Open Alaya-in-Matrix opened 8 years ago
In fact, SLSQP fails whenever the gradients are large. Even if the function is linear. (But of course also for non-linear, non-quadratic functions.)
See also those old mailing list threads from 2011:
I have converted Alexander Riess's example from half Python, half pseudocode to compilable C (riesstest.c
):
#include <math.h>
#include <nlopt.h>
#include <stdio.h>
#define s 1e8
double myfunc(unsigned n, const double *x, double *grad, void *my_func_data)
{
if (grad) {
grad[0] = -s;
}
return -s*x[0];
}
int main(void) {
nlopt_opt opt = nlopt_create(NLOPT_LD_SLSQP, 1);
nlopt_set_lower_bounds1(opt, -1.);
nlopt_set_upper_bounds1(opt, 1.);
nlopt_set_min_objective(opt, myfunc, NULL);
nlopt_set_xtol_abs1(opt, 1e-10);
nlopt_set_xtol_rel(opt, 1e-10);
nlopt_set_ftol_abs(opt, 1e-10);
nlopt_set_ftol_rel(opt, 1e-10);
double x[] = {0.};
double minf;
int status = 0;
if (nlopt_optimize(opt, x, &minf) < 0) {
printf("nlopt failed!\n");
status = 1;
}
else {
printf("found minimum at f(%g) = %0.10g\n", x[0], minf);
}
nlopt_destroy(opt);
return status;
}
and added it to the tests CMakeLists.txt
:
add_executable (riesstest riesstest.c)
target_link_libraries (riesstest ${nlopt_lib})

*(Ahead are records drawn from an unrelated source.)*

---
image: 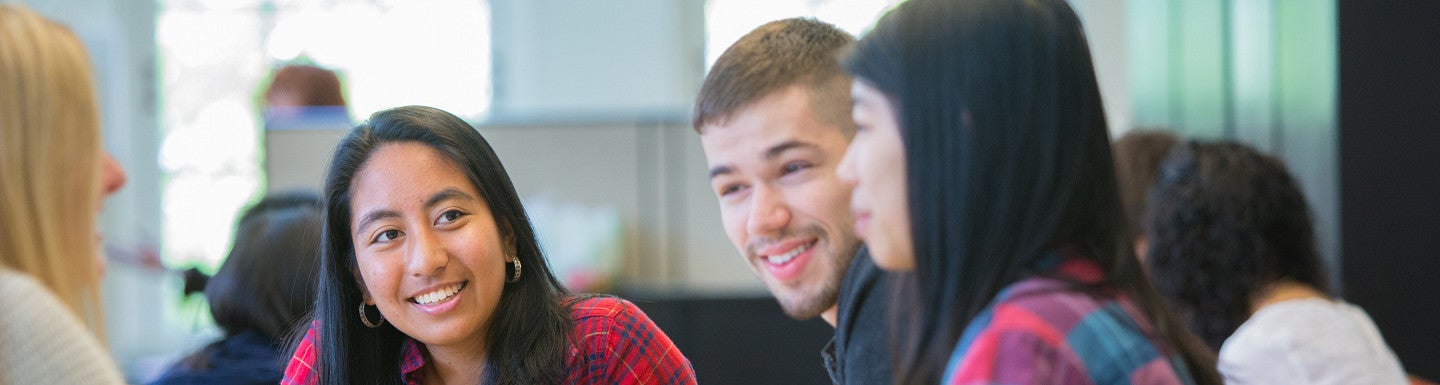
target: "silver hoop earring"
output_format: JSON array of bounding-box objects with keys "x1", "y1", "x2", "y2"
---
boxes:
[
  {"x1": 360, "y1": 301, "x2": 384, "y2": 329},
  {"x1": 505, "y1": 257, "x2": 520, "y2": 283}
]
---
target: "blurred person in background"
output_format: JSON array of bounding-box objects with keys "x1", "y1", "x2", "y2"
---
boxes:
[
  {"x1": 151, "y1": 190, "x2": 324, "y2": 385},
  {"x1": 0, "y1": 4, "x2": 125, "y2": 384},
  {"x1": 1145, "y1": 141, "x2": 1407, "y2": 385},
  {"x1": 1115, "y1": 128, "x2": 1179, "y2": 262}
]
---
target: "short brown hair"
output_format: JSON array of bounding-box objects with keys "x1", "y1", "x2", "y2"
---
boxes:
[
  {"x1": 265, "y1": 65, "x2": 346, "y2": 107},
  {"x1": 693, "y1": 17, "x2": 855, "y2": 136},
  {"x1": 1115, "y1": 130, "x2": 1179, "y2": 239}
]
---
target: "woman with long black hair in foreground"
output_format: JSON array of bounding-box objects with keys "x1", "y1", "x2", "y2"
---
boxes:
[{"x1": 840, "y1": 0, "x2": 1220, "y2": 384}]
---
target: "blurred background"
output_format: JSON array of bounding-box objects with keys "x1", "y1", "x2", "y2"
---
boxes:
[{"x1": 19, "y1": 0, "x2": 1440, "y2": 384}]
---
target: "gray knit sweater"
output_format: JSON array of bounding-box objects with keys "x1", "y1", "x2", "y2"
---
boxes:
[{"x1": 0, "y1": 268, "x2": 124, "y2": 385}]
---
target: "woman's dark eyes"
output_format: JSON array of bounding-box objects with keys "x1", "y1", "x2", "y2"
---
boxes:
[{"x1": 374, "y1": 229, "x2": 400, "y2": 242}]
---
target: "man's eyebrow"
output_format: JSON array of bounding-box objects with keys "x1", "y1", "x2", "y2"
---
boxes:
[
  {"x1": 710, "y1": 166, "x2": 734, "y2": 179},
  {"x1": 765, "y1": 140, "x2": 818, "y2": 160}
]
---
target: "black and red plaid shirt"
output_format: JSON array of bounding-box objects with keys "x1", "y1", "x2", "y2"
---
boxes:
[{"x1": 281, "y1": 297, "x2": 696, "y2": 385}]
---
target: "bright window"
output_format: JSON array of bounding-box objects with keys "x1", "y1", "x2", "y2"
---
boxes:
[{"x1": 157, "y1": 0, "x2": 491, "y2": 273}]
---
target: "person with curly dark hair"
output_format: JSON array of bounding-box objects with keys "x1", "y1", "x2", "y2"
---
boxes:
[
  {"x1": 1145, "y1": 141, "x2": 1405, "y2": 384},
  {"x1": 1112, "y1": 128, "x2": 1179, "y2": 261}
]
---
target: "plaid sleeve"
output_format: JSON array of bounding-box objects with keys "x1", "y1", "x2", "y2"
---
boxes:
[
  {"x1": 570, "y1": 297, "x2": 696, "y2": 385},
  {"x1": 940, "y1": 309, "x2": 1090, "y2": 385},
  {"x1": 279, "y1": 323, "x2": 318, "y2": 385}
]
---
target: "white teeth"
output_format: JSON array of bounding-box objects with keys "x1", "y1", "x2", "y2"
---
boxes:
[
  {"x1": 415, "y1": 284, "x2": 461, "y2": 304},
  {"x1": 765, "y1": 244, "x2": 815, "y2": 265}
]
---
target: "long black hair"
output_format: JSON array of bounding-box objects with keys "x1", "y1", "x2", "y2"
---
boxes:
[
  {"x1": 842, "y1": 0, "x2": 1218, "y2": 384},
  {"x1": 1145, "y1": 141, "x2": 1329, "y2": 350},
  {"x1": 315, "y1": 105, "x2": 575, "y2": 385}
]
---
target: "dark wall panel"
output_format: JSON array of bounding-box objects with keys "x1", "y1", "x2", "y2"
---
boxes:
[{"x1": 1338, "y1": 0, "x2": 1440, "y2": 379}]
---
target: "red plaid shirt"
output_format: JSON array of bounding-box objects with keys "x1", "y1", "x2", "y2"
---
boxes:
[{"x1": 281, "y1": 297, "x2": 696, "y2": 385}]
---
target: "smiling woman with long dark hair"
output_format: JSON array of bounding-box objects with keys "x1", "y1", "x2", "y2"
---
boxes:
[
  {"x1": 282, "y1": 107, "x2": 696, "y2": 385},
  {"x1": 840, "y1": 0, "x2": 1220, "y2": 384}
]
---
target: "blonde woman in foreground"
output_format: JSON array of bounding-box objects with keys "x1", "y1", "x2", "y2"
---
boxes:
[{"x1": 0, "y1": 4, "x2": 125, "y2": 384}]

target_include_directories (riesstest PRIVATE ${NLOPT_PRIVATE_INCLUDE_DIRS})
add_dependencies (tests riesstest)
so I was able to run the thing through a debugger.
I tracked down the issue to a defect in LSEI which seems to also have been known for ages, see:
Where it all breaks down is this line in the subroutine ldp_
:
fac = one - ddot_sl__(m, &h__[1], 1, &w[iy], 1);
(which computes the inner product between the input vector H (h__
) and the solution from nnls_
(&w[iy]
)). The resulting fac
must not be zero (and in fact fac+one
must not round to one, this is checked right below the above line, though even relaxing that check would not fix it, see the explanation below). But in the Riess test case, fac
is approximately 1/s², e.g., for s=1e3, fac
is around 1e-6. For s=1e8, fac
is around 1e-16 and completely eaten up by cancellation, resulting in a zero fac
(exactly zero, so even checking only for exactly zero would not fix anything) and an error.
In addition, the solution nnls_
returns also hits roundoff limits for s=1e8: the second component is 1.0000000100000002e-08
, and that 2
is where digits we would actually need start. So even if we somehow manage to compute fac
exactly, it would still fail because the &w[iy]
computed by nnls_
is already destroyed by roundoff cancellation.
A workaround I have found to work in my application, where I am trying to minimize Gaussian Mixture Models (GMMs), where the large gradients are not actually at the optimum, is to lie to SLSQP about the gradients, scaling them down to an infinity norm of 1000 if their actual infinity norm is larger:
/* if the gradient is too large, lie, or SLSQP will fail */
double scale=1.;
int i;
for (i=0; i<DIMX; i++) {
/* for some reason, a non-power-of-2 works better here */
#define GRAD_MAX 1000.
if (fabs(scale*grad_f[i]) > GRAD_MAX) {
scale=GRAD_MAX/grad_f[i];
}
}
if (scale<1.) {
for (i=0; i<DIMX; i++) {
grad_f[i]*=scale;
}
}
As I said, this works for me in my application. It will not necessarily do something reasonable in other applications, especially if they have huge gradients everywhere, including at the optimum. Though it seems to also work at least in the Riess test, where the above can be simplified to:
if (grad[0] < -1000.) grad[0] = -1000.;
But it may or may not work in other applications.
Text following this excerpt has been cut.